Rule 6: The 40% EMI Rule
Another big question is:
“How much loan is safe to take?”
The answer lies in the 40% EMI Rule.
Your total EMIs (including all loans—home loan, car loan, personal loan, etc.) should never exceed 40% of your monthly income.
Example:
If your monthly income is ₹50,000 → Your EMIs should not be more than ₹20,000.
This ensures you don’t become overburdened with debt and still have enough income left for savings and essential expenses.
Practical Tip:
Use EMI calculators to compare different tenures (5 years, 10 years, 20 years) and see how much EMI you will pay. This helps you choose the right loan amount and tenure without straining your finances.
Rule 7: The 25x Retirement Rule
One of the biggest financial goals in life is retirement planning. The question is:
“When will I be financially ready to retire?”
The 25x Rule provides a benchmark:
You are financially ready to retire when you have saved at least 25 times your annual expenses.
Example:
If your annual expenses are ₹10,00,000 → You need a corpus of ₹2.5 crore.
At an expected return of around 4% per year, this amount can generate ₹10,00,000 annually, covering your expenses.
Important Consideration:
- If you retire early (say at 40), you may need a higher multiple (30x–40x) because you will live longer on passive income and inflation will impact you more.
- If you retire at 60, then 25x is usually sufficient since your retirement horizon will be shorter.
This rule gives you a clear target and ensures you don’t underestimate how much you need for a financially stress-free retirement.
Rule 8: The First-Week Investing Rule
Most people follow the habit of spending first and investing whatever is left at the end of the month. The problem is, often nothing meaningful is left to invest.
The First-Week Investing Rule changes this approach:
Invest first, spend later.
Example:
If your salary is credited on the 5th of every month, make sure you invest by the 6th or 7th. After that, manage your expenses with the remaining balance.
This ensures consistency in building wealth and prevents you from overspending before investing.
Rule 9: The 3×3×3 Investment Plan
This rule provides a step-by-step approach to build a solid investment strategy:
Step 1: Three Essential Priorities
- Build an emergency fund.
- Start loan repayment if you have debts.
- Plan for retirement (e.g., National Pension Scheme).
Step 2: Three Protective Investments
- Repay or prepay existing loans.
- Invest in retirement funds.
- Add sovereign gold bonds to protect against market volatility and geopolitical risks.
Step 3: Three Growth-Oriented Investments
Once essentials and protections are in place, you can expand into:
- Stocks
- Mutual Funds
- Real Estate
This structured approach helps you cover safety, protection, and growth in a balanced way.
Rule 10: Summary – Use Rules as Guidelines, Not Absolute Advice
The 10 rules we discussed—such as the Rule of 72, 100 – Age Rule, 50-30-20 Rule, Emergency Fund Rule, Life Insurance Rule, EMI Rule, Retirement Rule, First-Week Investing, and the 3×3×3 Plan—are time-tested thumb rules.
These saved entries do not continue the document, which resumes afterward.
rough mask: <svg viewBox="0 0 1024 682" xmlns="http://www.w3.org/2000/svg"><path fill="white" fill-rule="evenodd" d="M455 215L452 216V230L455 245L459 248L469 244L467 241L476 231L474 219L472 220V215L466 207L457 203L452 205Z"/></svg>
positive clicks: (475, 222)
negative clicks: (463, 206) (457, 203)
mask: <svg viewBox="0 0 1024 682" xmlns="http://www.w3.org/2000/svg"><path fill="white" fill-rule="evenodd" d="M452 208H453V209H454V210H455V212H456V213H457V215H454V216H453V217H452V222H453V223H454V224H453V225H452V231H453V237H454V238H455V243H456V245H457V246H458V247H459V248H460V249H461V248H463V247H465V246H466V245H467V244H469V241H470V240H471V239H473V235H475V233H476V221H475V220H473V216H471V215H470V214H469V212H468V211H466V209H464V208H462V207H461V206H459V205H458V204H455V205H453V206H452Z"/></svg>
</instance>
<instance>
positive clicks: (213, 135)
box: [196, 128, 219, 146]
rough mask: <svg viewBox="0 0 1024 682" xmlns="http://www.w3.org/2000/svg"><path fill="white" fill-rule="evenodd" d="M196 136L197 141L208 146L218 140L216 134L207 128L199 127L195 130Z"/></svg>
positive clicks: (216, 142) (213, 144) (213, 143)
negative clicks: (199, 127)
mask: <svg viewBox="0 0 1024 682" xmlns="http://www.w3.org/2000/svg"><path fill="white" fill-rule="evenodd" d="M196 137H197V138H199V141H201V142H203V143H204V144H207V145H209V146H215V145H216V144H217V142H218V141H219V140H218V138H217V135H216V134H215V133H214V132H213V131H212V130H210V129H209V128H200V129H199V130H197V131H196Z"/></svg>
They are meant to make you financially smarter and help you in quick decision-making. However:
- They are not personalized financial advice.
- Every individual’s situation is unique, so you should adapt these rules according to your personal needs.
- For major financial decisions, consulting a certified financial advisor is always recommended.
Think of these rules like a framework—they guide you in the right direction, but your specific journey depends on your personal circumstances.
Disclaimer
The information provided in this document is for educational and informational purposes only. The rules and examples discussed are general thumb rules of personal finance and should not be considered as personalized financial advice.
Every individual’s financial situation is unique, and results may vary depending on income, expenses, liabilities, and long-term goals. Before making any major investment, insurance, or loan-related decisions, it is strongly recommended to consult a certified financial advisor.
The author/creator does not take responsibility for any financial loss or risk arising from the direct application of these rules without professional guidance.